With the sale of Verizon Media complete, the group has extra cash to help with ballooning costs and a sharper focus on better performing segments of the business. However, in the scheme of things, the $706m profit from the sale is but a drop in the bucket - Verizon will still need to run a tight ship to keep a handle on $141bn of debt.
For now, Verizon looks in acceptable financial shape. Although the recent increase in debt is not great, we're not overly worried - revenue has tended to be very reliable. The potential to provide the infrastructure behind a new age of connectivity is a clear attraction, but that also means significant demands on cash reserves that might otherwise be finding its way back to shareholders.
Verizon key facts
- 12m forward Price/Earnings ratio: 9.9
- 10 year average 12m forward Price/Earnings ratio: 13.0
- Prospective yield: 4.6%
Please remember yields are variable and not a reliable indicator of future income. Keep in mind key figures shouldn't be looked at on their own - it's important to understand the big picture.
Third Quarter Results
Revenue in the Consumer segment rose 7.3% to $23.3bn, reflecting a 33.1% increase in mobile handset sales, a 3.9% rise in service revenue, and an 8.2% decline in other revenue. The costs of handsets rose at a faster rate of 35.2%, bringing operating margins down to 32.5% from 34.2%.
Business revenues declined 0.8% to $7.7bn, as a 7.1% increase in Small and Medium Business revenue wasn't enough to offset declines in Global enterprise, Public Sector and other and Wholesale. An uptick in wireless equipment costs was mostly offset by lower service costs and operating margins were relatively flat at 11.5%.

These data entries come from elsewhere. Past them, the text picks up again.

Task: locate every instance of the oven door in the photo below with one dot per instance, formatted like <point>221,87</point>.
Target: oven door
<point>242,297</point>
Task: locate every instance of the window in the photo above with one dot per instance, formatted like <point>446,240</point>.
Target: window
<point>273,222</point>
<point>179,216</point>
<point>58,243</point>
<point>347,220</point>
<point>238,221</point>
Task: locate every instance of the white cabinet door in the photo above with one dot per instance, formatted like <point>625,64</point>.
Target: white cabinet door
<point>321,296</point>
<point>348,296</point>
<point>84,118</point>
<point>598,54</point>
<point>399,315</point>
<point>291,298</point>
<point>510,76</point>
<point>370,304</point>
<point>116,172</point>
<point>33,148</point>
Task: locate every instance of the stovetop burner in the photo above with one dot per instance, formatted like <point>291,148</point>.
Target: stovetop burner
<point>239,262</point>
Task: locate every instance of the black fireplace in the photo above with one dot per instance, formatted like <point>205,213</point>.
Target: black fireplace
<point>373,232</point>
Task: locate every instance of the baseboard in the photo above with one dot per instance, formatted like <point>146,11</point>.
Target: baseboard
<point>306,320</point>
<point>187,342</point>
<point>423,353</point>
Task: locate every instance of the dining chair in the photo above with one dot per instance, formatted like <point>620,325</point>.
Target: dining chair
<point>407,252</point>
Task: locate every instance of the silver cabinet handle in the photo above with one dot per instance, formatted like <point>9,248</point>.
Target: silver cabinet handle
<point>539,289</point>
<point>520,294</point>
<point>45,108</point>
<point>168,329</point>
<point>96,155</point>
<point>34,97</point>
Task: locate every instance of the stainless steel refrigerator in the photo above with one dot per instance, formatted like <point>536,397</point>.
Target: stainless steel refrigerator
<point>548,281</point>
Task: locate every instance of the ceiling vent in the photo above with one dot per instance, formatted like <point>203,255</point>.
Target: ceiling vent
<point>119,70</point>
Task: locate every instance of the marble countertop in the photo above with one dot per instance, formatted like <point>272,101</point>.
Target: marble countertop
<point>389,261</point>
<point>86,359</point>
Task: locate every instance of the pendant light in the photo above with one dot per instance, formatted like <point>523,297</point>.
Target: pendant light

The sale of Verizon Media was completed on September 1 and yielded a net pre-tax gain on disposal of $706m and a net pre-tax charge of around $247m relating to pension liabilities and redundancy payments.
In the first 9 months of the year, group had a free cash outflow of $29.7bn, compared to an inflow of $14.5bn last year. This was primarily due to $47.0bn spent acquiring spectrum licences this year. Net debt rose to $141.0bn, or roughly 3x cash profits from $106.9bn or 2.3x cash profits on January 1.